Idyllisch und einladend liegt De Bonte Belevins in der Nähe von Den Hoorn. Hier wird so ziemlich alles hergestellt, was sich herstellen lässt. Joschka (47) zeigt uns den Hof und wir erleben eine interessante Führung, ein Schaf, das mit dem Schwanz wedelt und jede Menge Handwerkskunst, wie:

  • Seife oder Papier herstellen
  • Brot und Kuchen backen
  • Käse herstellen
  • Kräuter ziehen
  • Tee mischen
  • Bier brauen
  • und Whisky destillieren.

Eigentlich kann man hier Wochen verbringen, ohne Langeweile zu verspüren. Gruppen von Schülern und Erwachsenen kommen aus diesen Gründen zu de Bonte Belevins um Dinge zu lernen.

Alles was hier wächst ist nachhaltig und biologisch und wird aus natürlichen Zutaten hergestellt. Es gibt eigene Bierkreationen mit verschiedenen Alkohol-Gehalt, zwischen 6 und 10 % Alkohol, eine davon ist Sanddornbier. Schon mal probiert?

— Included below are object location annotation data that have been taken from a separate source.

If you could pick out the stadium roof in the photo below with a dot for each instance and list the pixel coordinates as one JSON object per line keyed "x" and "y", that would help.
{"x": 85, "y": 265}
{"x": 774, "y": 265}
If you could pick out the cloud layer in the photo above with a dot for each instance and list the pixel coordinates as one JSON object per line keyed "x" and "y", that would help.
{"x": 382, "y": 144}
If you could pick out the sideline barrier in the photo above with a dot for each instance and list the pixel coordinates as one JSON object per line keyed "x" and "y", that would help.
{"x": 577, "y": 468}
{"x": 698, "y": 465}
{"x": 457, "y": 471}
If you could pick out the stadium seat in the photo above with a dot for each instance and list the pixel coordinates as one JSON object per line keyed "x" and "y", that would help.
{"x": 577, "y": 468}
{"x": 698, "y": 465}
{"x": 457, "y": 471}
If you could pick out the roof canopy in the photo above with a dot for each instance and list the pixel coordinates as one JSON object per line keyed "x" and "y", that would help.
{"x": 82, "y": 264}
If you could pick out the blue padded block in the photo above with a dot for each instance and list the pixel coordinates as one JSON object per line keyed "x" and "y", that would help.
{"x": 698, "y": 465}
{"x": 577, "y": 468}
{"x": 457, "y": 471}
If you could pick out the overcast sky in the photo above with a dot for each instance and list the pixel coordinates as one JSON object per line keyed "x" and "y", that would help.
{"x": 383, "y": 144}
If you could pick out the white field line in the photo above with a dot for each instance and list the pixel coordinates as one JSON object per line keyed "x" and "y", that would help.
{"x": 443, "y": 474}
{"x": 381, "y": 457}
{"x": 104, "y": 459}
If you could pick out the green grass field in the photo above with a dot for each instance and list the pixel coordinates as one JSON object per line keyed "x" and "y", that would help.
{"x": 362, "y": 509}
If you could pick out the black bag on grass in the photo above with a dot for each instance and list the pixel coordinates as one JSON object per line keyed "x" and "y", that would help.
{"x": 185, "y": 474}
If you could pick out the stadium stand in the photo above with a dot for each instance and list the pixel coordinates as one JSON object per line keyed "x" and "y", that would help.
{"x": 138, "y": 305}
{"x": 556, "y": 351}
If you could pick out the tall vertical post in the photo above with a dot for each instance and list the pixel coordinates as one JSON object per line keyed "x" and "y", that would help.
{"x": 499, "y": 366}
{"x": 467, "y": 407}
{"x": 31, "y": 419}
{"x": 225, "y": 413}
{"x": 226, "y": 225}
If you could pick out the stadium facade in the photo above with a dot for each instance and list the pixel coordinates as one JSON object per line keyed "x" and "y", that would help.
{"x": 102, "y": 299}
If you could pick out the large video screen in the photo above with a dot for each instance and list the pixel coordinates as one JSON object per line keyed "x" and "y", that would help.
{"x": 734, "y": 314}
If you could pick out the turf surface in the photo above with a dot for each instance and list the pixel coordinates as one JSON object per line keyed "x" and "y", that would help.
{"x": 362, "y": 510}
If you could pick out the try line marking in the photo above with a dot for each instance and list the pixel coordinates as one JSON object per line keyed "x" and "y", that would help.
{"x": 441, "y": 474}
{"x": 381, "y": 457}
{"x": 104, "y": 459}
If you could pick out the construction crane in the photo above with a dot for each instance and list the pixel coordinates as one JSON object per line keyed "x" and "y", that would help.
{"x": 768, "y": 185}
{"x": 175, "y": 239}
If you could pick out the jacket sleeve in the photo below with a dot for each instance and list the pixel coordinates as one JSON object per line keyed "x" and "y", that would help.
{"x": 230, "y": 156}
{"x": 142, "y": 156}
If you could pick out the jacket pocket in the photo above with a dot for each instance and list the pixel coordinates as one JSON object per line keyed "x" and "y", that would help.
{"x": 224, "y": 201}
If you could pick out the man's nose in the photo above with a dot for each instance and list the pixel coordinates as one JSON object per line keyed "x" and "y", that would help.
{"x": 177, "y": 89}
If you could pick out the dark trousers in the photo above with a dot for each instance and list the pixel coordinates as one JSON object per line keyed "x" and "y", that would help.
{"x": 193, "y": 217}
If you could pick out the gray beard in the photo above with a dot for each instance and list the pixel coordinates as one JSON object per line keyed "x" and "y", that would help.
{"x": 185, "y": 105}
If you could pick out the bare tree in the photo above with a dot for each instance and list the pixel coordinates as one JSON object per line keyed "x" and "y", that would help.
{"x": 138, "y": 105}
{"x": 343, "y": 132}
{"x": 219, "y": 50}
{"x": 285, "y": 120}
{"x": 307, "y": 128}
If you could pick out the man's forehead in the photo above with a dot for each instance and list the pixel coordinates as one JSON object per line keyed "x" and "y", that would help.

Die Idee, einen Whisky zu destillieren, kam Joschka und seinen Kollegen vor etwa 5 Jahren, also haben sie es einfach ausprobiert und waren der Meinung, dass es funktionieren könnte. Finanziert wird dieses Vorhaben als Crowdfunding Projekt, dazu wurden 600 Anteile á 100 Euro verkauft. Wenn der Whisky abfüllbereit ist, bekommt jeder Anteilseigner 3 Liter des Whiskys. Allerdings muss der noch einige Jahre reifen.

Joschka und sein Bier
Joschka und sein Bier: Selbst gebraut schmeckt es am besten. Foto: Beatrix Gutmann

Der verrückte Holländer

„Die Pflanze zeigt schon, wenn sie zuviel Salzwasser bekommt”. Das sagt Marc van Rijsselberghe. Was er geschafft hat, könnte revolutionär sein, denn seine Pflanzen widerstehen dem Salzwasser. Dazu bedarf es viele Jahre der Forschung und des Ausprobierens und zwar solange, bis die widerstandsfähigste Pflanze gefunden ist. Insbesondere Kartoffeln zeigen hier eine hohe Salzresistenz. Stirbt die Pflanze, ist zuviel Salz im Wasser. Es bleiben ca. 30 % übrig, davon sind 3-4 % genießbar. Sogar Erdbeeren, Tomaten, Möhren, Paprika und Eiskraut gedeihen unter Salz und zwar 100 % biologisch. Marc hat bereits verschiedene Projekte in Ägypten, Bangladesch und Indien erfolgreich begleitet. Es ist unnötig aus dem Salzwasser Frischwasser zu gewinnen, sagt er und arbeitet mit dem Meerwasser, seine Beharrlichkeit gibt ihm recht. In Pakistan gab es bereits die erste Kartoffelernte von Böden, die mit Salzwasser bewässert wurden. Das könnte eine revolutionäre Wende für das Hungerproblem in der Welt werden.

Wer so hartnäckig und voller Energie daran glaubt, wie Marc, der hat Erfolg. Dieser Mann ist ein charmantes und humorvolles Energiebündel. Was soll da passieren?

Die Pflanzen auf Texel werden mit Seewasser gewässert.
Die Pflanzen auf Texel werden mit Seewasser gewässert. Foto: Beatrix Gutmann

De Cocksdorp – Leuchtturm und Meer

Ganz im Norden liegt de Cocksdorp mit dem Wahrzeichen Texels, dem Leuchtturm. Er ist 150 Jahre alt und 35 Meter hoch. Eine Besichtigung ist möglich, wenn man bereit ist, die vielen Treppen hinaufzulaufen.

Die Aussicht über das Wattenmeer entschädigt und lässt die Anstrengung schnell vergessen. Für Vogelbeobachter ist das Dünengebiet bei de Cocksdorp ein wahres Paradies. Seltene Vogelarten lassen sich hier beobachten. Im Dorf gibt es ein Vogelinformatiecentrum in dem Vogelexkursionen angeboten werden. Also nicht wundern, wenn Menschen mit Stativen und großen Objektiven durch die Landschaft marschieren.

Es gibt neben einer Ferienanlage einige nette Läden, Restaurants und Cafes. Ein Besuch lohnt sich auf jeden Fall.

Leuchtturm de Cocksdorp
Das Wahrzeichen Texels: Der Leuchtturm in de Cocksdorp. Foto: Beatrix Gutmann

Noch ein Tipp: Das Maritiem & Jutters Museum in Oudeschild zeigt die Geschichte der Insel. In einem Modell von 1:87 wurde das Dorf nachgestellt, wie es ca. 1750 als Anlegestelle für viele Seeschiffe galt. Von hier aus ging es in die neue Welt.

Das Museum in Oudeschild.
Das Museum in Oudeschild. Foto: Beatrix Gutmann

Texel, das ist nicht nur Holland in klein, sondern Erholung, Entspannung und Abenteuer in ganz groß. Ein Besuch lohnt sich zu jeder Jahreszeit.